Friday, August 6, 2010

12 Layer Cake

I have had this recipe in my box for almost 5 years. I couldn't wait to do it and what better time than right before my birthday! At least so I thought.....
Yes, there are 12 layers. I began by making a cake batter. I almost hit the max of my KitchenAid mixer. I used two 8 inch cake pans. I poured a cup of batter into each pan and baked them, let them cool slightly, flip them out of the cake pan, wash the pans and started over again until I created 12 layers. Yes, it takes a bit of time.
I couldn't get the frosting to thicken. I even reboiled it (after the incident below happened) and let it simmer for a small amount of time. It just wouldn't thicken up. It's supposed to be pourable, but I'm sure it's supposed to be thicker than mine once it cools completely. I'm not sure what I did wrong here.

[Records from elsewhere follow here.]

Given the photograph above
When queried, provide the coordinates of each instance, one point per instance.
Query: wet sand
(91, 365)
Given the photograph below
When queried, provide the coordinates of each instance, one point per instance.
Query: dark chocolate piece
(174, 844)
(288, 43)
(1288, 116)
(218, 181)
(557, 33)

The final cake. Disappointing. The cake wasn't that flavorful. It sort of tasted like a tall stack of pancakes with chocolate syrup. So, not a repeat in my house, but maybe someone else will have more luck. It's kind of pretty though.
This frosting was my nemesis. I began by lightly boiling the ingredients in a pan. Oops- over-boil situation. Chocolate sugar spilled all over my stovetop. Smoke began filling the kitchen. The toddler was crying and saying she was scared. The smoke was making it's way to the fire detector. I wiped out a kitchen towel and began fanning it away. Please don't wake the baby. Please don't wake the baby.
Luckily, no alarm and the smoke dissipated. Unfortunately, I learned that boiling sugar, if not cleaned up absolutely immediately, can create little divots or pits in a glass top stove top. Oh Sigh.

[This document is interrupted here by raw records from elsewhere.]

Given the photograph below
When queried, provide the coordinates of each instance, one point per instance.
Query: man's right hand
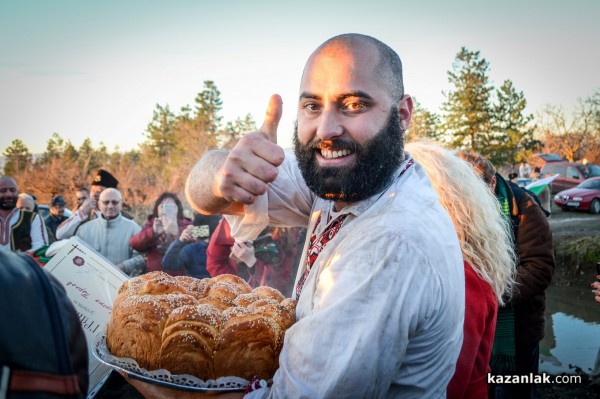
(252, 164)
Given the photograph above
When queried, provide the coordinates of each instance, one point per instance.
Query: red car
(584, 197)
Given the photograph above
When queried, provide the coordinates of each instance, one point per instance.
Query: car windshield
(592, 170)
(594, 184)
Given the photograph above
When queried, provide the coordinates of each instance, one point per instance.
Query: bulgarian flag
(538, 186)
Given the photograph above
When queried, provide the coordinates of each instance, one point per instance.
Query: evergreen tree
(424, 124)
(514, 136)
(235, 130)
(18, 158)
(160, 139)
(208, 106)
(467, 107)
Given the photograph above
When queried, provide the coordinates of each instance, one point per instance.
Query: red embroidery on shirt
(316, 246)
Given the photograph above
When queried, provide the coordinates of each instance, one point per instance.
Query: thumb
(274, 110)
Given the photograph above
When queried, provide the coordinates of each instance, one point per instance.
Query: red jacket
(154, 247)
(481, 306)
(278, 276)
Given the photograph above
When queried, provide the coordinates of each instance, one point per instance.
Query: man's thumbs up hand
(252, 164)
(272, 117)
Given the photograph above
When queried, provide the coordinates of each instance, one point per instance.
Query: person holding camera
(187, 254)
(161, 228)
(269, 260)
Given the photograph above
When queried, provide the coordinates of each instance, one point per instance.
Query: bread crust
(207, 328)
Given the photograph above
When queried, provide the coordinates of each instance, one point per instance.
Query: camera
(199, 231)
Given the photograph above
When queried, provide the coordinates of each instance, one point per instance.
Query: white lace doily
(163, 377)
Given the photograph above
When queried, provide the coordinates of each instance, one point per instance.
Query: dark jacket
(154, 246)
(536, 266)
(189, 257)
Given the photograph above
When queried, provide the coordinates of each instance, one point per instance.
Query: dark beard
(8, 205)
(376, 162)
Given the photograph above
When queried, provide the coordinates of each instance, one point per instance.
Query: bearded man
(20, 230)
(380, 288)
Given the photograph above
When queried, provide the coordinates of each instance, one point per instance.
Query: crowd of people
(417, 272)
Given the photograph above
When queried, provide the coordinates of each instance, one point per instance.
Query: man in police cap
(89, 209)
(56, 216)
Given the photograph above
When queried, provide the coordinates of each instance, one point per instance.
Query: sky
(97, 69)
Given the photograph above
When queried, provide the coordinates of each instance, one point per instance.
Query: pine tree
(467, 106)
(208, 106)
(424, 124)
(514, 135)
(18, 158)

Yep, those aren't coming out.

So after this ringing endorsement, whose going to give this cake a try? Anyone??
12-Layer Cake 
4 1/2 cups all-purpose flour , sifted
1 1/2 teaspoons baking powder
1/4 teaspoon salt
1 1/2 cups (3 sticks) unsalted butter , at room temperature
2 1/2 cups sugar
6 large eggs , at room temperature
3 cups milk
1 1/2 teaspoons vanilla extract
3 cups sugar
1/2 cup unsweetened cocoa powder , preferably Dutch process
1 cup (2 sticks) unsalted butter , cut up
1 can (12 ounces) evaporated milk
1 tablespoon vanilla extract
Pecan halves, for garnish
    1. Position racks in the center and bottom third of the oven and preheat to 375°. Lightly butter four 8 1/2- to 9-inch cake pans (you will bake the cakes in three batches) and line the bottoms with rounds of parchment paper. Flour the pans and tap out the excess.

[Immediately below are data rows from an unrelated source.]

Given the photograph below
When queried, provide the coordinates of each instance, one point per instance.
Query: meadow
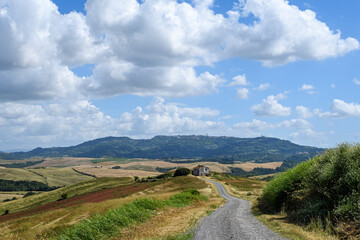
(50, 176)
(92, 200)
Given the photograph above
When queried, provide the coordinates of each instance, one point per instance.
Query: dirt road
(234, 220)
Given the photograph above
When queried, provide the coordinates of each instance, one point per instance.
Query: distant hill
(173, 148)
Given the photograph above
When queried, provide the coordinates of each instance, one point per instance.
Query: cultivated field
(148, 167)
(50, 176)
(49, 219)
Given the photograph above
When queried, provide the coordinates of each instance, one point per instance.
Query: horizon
(27, 150)
(77, 70)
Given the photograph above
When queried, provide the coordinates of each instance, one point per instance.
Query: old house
(201, 170)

    2. To make the layers, sift together the sifted flour, baking powder and salt. Sift the mixture one more time, and set aside.

    3. Beat the butter and sugar in the bowl of a heavy-duty electric mixer fitted with the paddle blade on high speed until light in color and texture, about 3 minutes. Beat in the eggs, one at a time. Scrape down the bowl and be sure the mixture is well-blended. On low speed, add the flour in 3 additions, alternating with 2 additions of the milk, beginning and ending with the flour, and beat until smooth, scraping down the sides of the bowl often with a rubber spatula. Beat in the vanilla. Using a scant cup for each layer, spread the batter evenly in the pans. It will make a thin layer.

    4. Staggering the pans on the racks so they are at least 2 inches from each other and the sides of the oven and not directly over each other, bake the layers until they feel firm when pressed in the centers and are beginning to pull away from the sides of the pans, about 12 minutes. Cool in the pans for 5 minutes. Invert the layers onto cake racks, remove the parchment paper, and cool completely. Wash and prepare the pans. Repeat the procedure until all 12 layers have been baked and cooled.

    5. To make the icing, bring the sugar, cocoa, butter and evaporated milk to a full boil in a large saucepan. Reduce the heat to medium-low and cook until the icing has thickened slightly (it will resemble chocolate syrup but will thicken as it cools), about 3 minutes. Stir in the vanilla. Let the icing cool until thick enough to spread, but still pourable.

    6. Place a layer of cake on a wire rack set over a jelly-roll pan. Spread with a few tablespoons of the icing, letting the excess run down the sides. Stack the remaining cakes, icing each layer. Pour the remaining icing over the top of the cake. If you wish, smooth the icing on the edges to cover the sides. Place pecan halves around the top perimeter of the cake. Let stand until the glaze sets. (The cake is best served the day it is made. To store, cover loosely with plastic wrap and refrigerate for up to 1 day.)


    1. So disappointing that you put in so much work to produce a cake you didn't love. =( It looks very cool, though! Happy birthday!

    2. you worked soo hard! It is a shame it did not turn out. Sometimes recipes just don't work for many reasons. Your layers look great! I am sure you could change the recipe a bit..add more flavors, different icing. Make it yours and it will be great!